Literature DB >> 35306784

Multivariable Diagnostic Prediction Model to Detect Hormone Secretion Profile From T2W MRI Radiomics with Artificial Neural Networks in Pituitary Adenomas.

Begumhan Baysal¹, Mehmet Bilgin Eser¹, Mahmut Bilal Dogan¹, Muhammet Arif Kursun¹.

Abstract

Objective: This study aims to develop neural networks to detect hormone secretion profiles in the pituitary adenomas based on T2 weighted magnetic resonance imaging (MRI) radiomics.
Methods: This retrospective model-development study included a cohort of patients with pituitary adenomas (n=130) from January 2015 to January 2020 in one tertiary center. The mean age was 46.49±13.69 years, and 76/130 (58.46%) were women. Three observers segmented lesions on coronal T2 weighted MRI, and an interrater agreement was evaluated using the Dice coefficient. Predictors were determined as radiomics features (n=851). Feature selection was based on intraclass correlation coefficient, coefficient variance, variance inflation factor, and LASSO regression analysis. Outcomes were identified as 7 hormone secretion profiles [non-functioning pituitary adenoma, growth hormone-secreting adenomas, prolactinomas, adrenocorticotropic hormone-secreting adenomas, pluri-hormonal secreting adenomas (PHA), follicle-stimulating hormone and luteinizing hormone-secreting adenomas, and thyroid-stimulating hormone adenomas]. A multivariable diagnostic prediction model was developed with artificial neural networks (ANN) for 7 outcomes. ANN performance was presented as an area under the receiver operating characteristic curve (AUC) and accepted as successful if the AUC was >0.85 and p-value was <0.01.
Results: The performance of the ANN distinguishing prolactinomas from other adenomas was validated (AUC=0.95, p<0.001, sensitivity: 91%, and specificity: 98%).
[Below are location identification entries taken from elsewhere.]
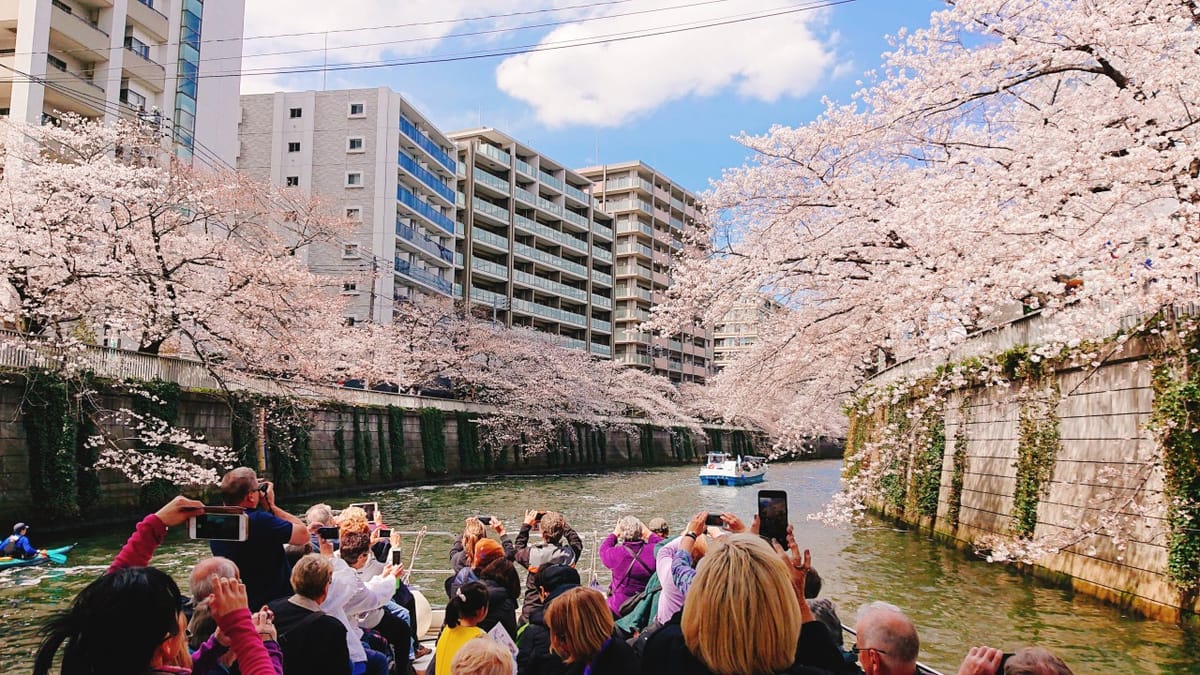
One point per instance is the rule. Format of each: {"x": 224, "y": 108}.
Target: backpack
{"x": 544, "y": 554}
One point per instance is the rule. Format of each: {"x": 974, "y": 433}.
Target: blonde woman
{"x": 745, "y": 614}
{"x": 581, "y": 632}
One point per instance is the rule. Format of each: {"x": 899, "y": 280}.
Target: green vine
{"x": 396, "y": 441}
{"x": 954, "y": 501}
{"x": 433, "y": 441}
{"x": 1038, "y": 446}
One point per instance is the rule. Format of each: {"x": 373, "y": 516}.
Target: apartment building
{"x": 537, "y": 251}
{"x": 383, "y": 163}
{"x": 649, "y": 213}
{"x": 135, "y": 59}
{"x": 738, "y": 329}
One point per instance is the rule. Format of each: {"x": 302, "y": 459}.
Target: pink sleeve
{"x": 142, "y": 544}
{"x": 245, "y": 643}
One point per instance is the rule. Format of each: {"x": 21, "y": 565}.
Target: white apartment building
{"x": 376, "y": 157}
{"x": 649, "y": 213}
{"x": 537, "y": 251}
{"x": 108, "y": 59}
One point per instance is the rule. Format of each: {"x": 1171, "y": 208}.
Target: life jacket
{"x": 544, "y": 554}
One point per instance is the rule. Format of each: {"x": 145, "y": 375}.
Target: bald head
{"x": 201, "y": 580}
{"x": 887, "y": 639}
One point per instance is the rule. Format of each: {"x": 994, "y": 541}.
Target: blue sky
{"x": 672, "y": 101}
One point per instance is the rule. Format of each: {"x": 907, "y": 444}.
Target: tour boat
{"x": 58, "y": 556}
{"x": 721, "y": 469}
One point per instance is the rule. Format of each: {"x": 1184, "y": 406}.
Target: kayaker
{"x": 17, "y": 544}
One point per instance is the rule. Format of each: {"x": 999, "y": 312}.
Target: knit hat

The model distinguishing PHA had the lowest AUC (AUC=0.74 and p<0.001). The AUC values for the other five ANN were >0.85 and p values were <0.001. Conclusions: This study was successful in training neural networks that could differentiate the hormone secretion profile of pituitary adenomas. © Copyright Istanbul Medeniyet University Faculty of Medicine.

Entities: Chemical

Keywords: Pituitary adenoma; artificial intelligence; machinelearning; magnetic resonance imaging; radiomics

Year: 2022 PMID： 35306784 PMCID： PMC8939455 DOI： 10.4274/MMJ.galenos.2022.58538

Source DB: PubMed Journal: Medeni Med J ISSN： 2149-4606

INTRODUCTION

Pituitary adenoma is the second most common primary central nervous system tumor and constitutes approximately 14% of intracranial masses[1,2,3]. Pituitary adenomas are classified according to their size as microadenoma (<1 cm), macroadenoma (≥1 cm) and giant adenoma (>4 cm). Additionally, 54-62% of pituitary adenomas are active hormone secreting tumors [growth hormone-secreting adenomas (GHSA), prolactinomas, adrenocorticotropic hormone-secreting adenomas (ACTHSA), pluri-hormonal adenomas (PHA), follicle-stimulating hormone and luteinizing hormone-secreting adenomas (FSH&LHSA), and thyroid-stimulating hormone adenomas (TSHA)], and 38-46% of them are non-functioning[4,5,6]. However, it is possible to determine the hormone secretion profile by using plasma hormone concentrations. Currently, due to increasing use of radiological imaging, many pituitary adenomas are detected incidentally[7]. For these tumors, it may be possible to estimate the hormone secretion profile at the time of imaging by exploiting the heterogeneity[8]. Radiomics is a quantitative approach that extracts many image features from medical images and allows the development of diagnostic tools[8]. The success of this approach in determining tumor subtypes has been studied and confirmed in some other tumors[9,10]. In addition, in a limited number of recent studies, a model based on radiomics features was developed to predict tumor consistency in patients with pituitary adenoma[11,12,13,14,15]. In prior radiomics studies, the stability of the radiomics feature was only evaluated at the level of interrater agreement with the intraclass correlation coefficient[11]. Therefore, this approach may be inadequate to detect stability of radiomics feature. However, the recent statement offered that stable features also should have high precision and accuracy[16]. Therefore, creating diagnostic models based on stable radiomics features may positively affect reproducibility, precision, and accuracy. This study aims to develop neural networks to detect hormone secretion profiles in the pituitary adenomas based on T2 weighted magnetic resonance imaging (MRI) radiomics.

MATERIALS and METHODS

Ethical Considerations

This retrospective model-development study was done after it was approved by the Istanbul Medeniyet University Goztepe Prof. Dr. Suleyman Yalcin Training and Research Hospital Clinical Research Ethics Committee (decision no: 2020/0304, date: 05.18.2020), and written informed consent was waived. The STARD 2015 statement was followed to document the study, and white papers and statements of multiple societies were followed[17,18,19,20,21]. This study was scored (18/36) with a radiomics quality score[17].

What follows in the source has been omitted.